The inkjet receiver coating on the surface of the base paper layer may, next to silica particles and possibly binder, further preferably comprise one or more of the following agents:
- Crosslinking agents: between 0.05 and 5 g/m2, preferably between 0.2 and 2 g/m2, e.g. chosen from the list consisting of aldehydes, polyaldehydes, dialdehydes, alcohols, boronic acid, borax, polyalcohols, carbamates, polycarbamates, carbonic acids, glyoxal based agent, zirconium based agents and polycarbonic acids.
- Particle surface modifying agents or coupling agents: between 0.05 and 5 g/m2, preferably between 0.2 and 2 g/m2, e.g. chosen from the non-limiting list consisting of amino silanes, ureido silanes, aldehyde silanes, tetraethylorthosilicate, siliazanes, organically modified silanes, organically modified siliazanes, chlorosilanes, organically modified chlorosilanes, bissilanes, organobissilanes, silsesquioxanes, polysilsesquioxnes, silane oligomers, organically modified silane oligomers, bissilane oligomers, organically modified bissilane oligomers, oligomeric silsesquioxanes, and oligomeric polysilsesquioxanes.
- Additives: wetting agent between 0.005 and 2 g/m2, preferably between 0.05 and 1 g/m2; and/or defoaming agent between 0.005 and 2 g/m2, preferably between 0.05 and 1 g/m2; and/or fungicide between 0.005 and 2 g/m2, preferably between 0.05 and 1 g/m2.
Preferably, the side of the base paper layer unto which the coating or inkjet receiver coating is applied has been smoothened (German: geglättet), preferably during its production. The smoothening diminishes the amount of binder penetrating the paper's core, such that the pigments contained therein can be better bound by the available binder substance and variations in absorption may be less. Preferably, the printable paper layer, i.e. the base paper layer including the inkjet receiver coating but without the pattern, has a Gurley value of between 20 and 120 seconds, and preferably between 20 and 80 seconds. Such paper layer results in an excellent printing quality, since the deposited inks tend to bleed less into the paper, and the position accordance, or so-called register, between printed patterns applied with different inkjet heads is more easily attained and maintained. Indeed, a relatively high Gurley value leads to more dimensionally stable paper, since it is less prone to water absorptance. When dealing with the impregnation with thermosetting resin of such a high Gurley value paper one could consider tuning down the speed of the impregnation channel, the use of pressurized impregnation techniques and the lowering of the viscosity of the impregnating resin.

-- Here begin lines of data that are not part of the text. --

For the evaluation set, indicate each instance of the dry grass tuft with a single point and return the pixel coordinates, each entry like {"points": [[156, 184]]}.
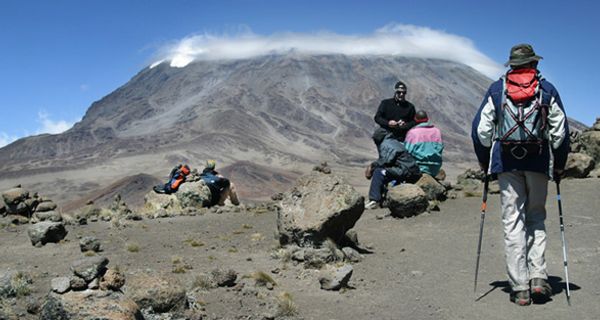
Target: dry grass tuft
{"points": [[132, 247], [285, 305]]}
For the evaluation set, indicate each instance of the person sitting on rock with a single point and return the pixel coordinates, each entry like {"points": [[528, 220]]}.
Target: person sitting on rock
{"points": [[220, 187], [394, 164], [424, 143], [176, 178]]}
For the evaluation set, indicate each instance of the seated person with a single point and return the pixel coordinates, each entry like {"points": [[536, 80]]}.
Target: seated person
{"points": [[220, 187], [394, 163], [424, 143], [176, 178]]}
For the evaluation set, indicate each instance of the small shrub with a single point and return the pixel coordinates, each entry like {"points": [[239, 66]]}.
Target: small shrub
{"points": [[133, 247], [262, 279], [195, 243], [178, 268], [257, 237], [176, 259], [285, 305], [203, 281]]}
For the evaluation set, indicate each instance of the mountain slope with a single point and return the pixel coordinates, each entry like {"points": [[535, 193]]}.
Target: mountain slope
{"points": [[286, 112]]}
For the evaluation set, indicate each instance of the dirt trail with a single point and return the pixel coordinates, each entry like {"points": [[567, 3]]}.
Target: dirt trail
{"points": [[422, 268]]}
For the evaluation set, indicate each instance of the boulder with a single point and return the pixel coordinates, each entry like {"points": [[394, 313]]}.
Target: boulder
{"points": [[89, 304], [15, 195], [60, 284], [18, 208], [44, 232], [578, 165], [113, 279], [319, 206], [14, 283], [166, 202], [596, 126], [406, 200], [335, 278], [195, 194], [433, 189], [159, 292], [47, 216], [441, 176], [90, 268], [44, 206], [89, 244]]}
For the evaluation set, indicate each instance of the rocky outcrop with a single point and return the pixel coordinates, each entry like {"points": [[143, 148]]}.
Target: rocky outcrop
{"points": [[318, 206], [89, 304], [335, 278], [159, 292], [44, 232]]}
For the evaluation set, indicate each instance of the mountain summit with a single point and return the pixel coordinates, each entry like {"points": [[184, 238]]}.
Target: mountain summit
{"points": [[274, 116]]}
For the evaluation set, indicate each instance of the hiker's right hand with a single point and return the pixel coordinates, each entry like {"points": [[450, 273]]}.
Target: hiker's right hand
{"points": [[483, 167]]}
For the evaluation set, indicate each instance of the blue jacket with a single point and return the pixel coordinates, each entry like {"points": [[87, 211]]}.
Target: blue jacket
{"points": [[483, 134]]}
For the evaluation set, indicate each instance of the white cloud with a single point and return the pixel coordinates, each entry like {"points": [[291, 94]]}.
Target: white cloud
{"points": [[6, 139], [52, 126], [393, 39]]}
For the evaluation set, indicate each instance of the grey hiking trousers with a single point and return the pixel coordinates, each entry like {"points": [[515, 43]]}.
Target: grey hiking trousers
{"points": [[523, 199]]}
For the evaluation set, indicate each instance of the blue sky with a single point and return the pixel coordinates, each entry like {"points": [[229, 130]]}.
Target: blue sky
{"points": [[57, 57]]}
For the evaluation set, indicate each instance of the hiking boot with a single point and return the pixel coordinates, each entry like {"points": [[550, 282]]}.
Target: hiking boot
{"points": [[521, 297], [369, 172], [372, 205], [540, 290]]}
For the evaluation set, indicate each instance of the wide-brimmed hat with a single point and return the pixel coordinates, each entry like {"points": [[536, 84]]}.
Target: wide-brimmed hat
{"points": [[400, 86], [522, 54]]}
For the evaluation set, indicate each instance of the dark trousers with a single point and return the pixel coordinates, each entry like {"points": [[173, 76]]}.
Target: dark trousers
{"points": [[378, 136], [378, 184]]}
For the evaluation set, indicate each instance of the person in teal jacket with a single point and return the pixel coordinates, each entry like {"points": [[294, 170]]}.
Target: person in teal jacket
{"points": [[424, 143]]}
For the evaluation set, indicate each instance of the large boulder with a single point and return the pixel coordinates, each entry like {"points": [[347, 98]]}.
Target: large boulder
{"points": [[89, 304], [15, 195], [406, 200], [319, 206], [578, 165], [195, 194], [433, 189], [45, 206], [90, 268], [44, 232], [159, 292], [335, 278]]}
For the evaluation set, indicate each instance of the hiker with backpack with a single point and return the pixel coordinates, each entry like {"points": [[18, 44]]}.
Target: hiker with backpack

The inkjet receiver coating available on the base paper surface may have been applied in a single step, alternatively, and according to the most preferred embodiment said coating has been applied in at least two partial steps, wherein respectively a first layer with a first composition and, subsequently, a second layer has been applied with a second composition, both compositions at least comprising said binder.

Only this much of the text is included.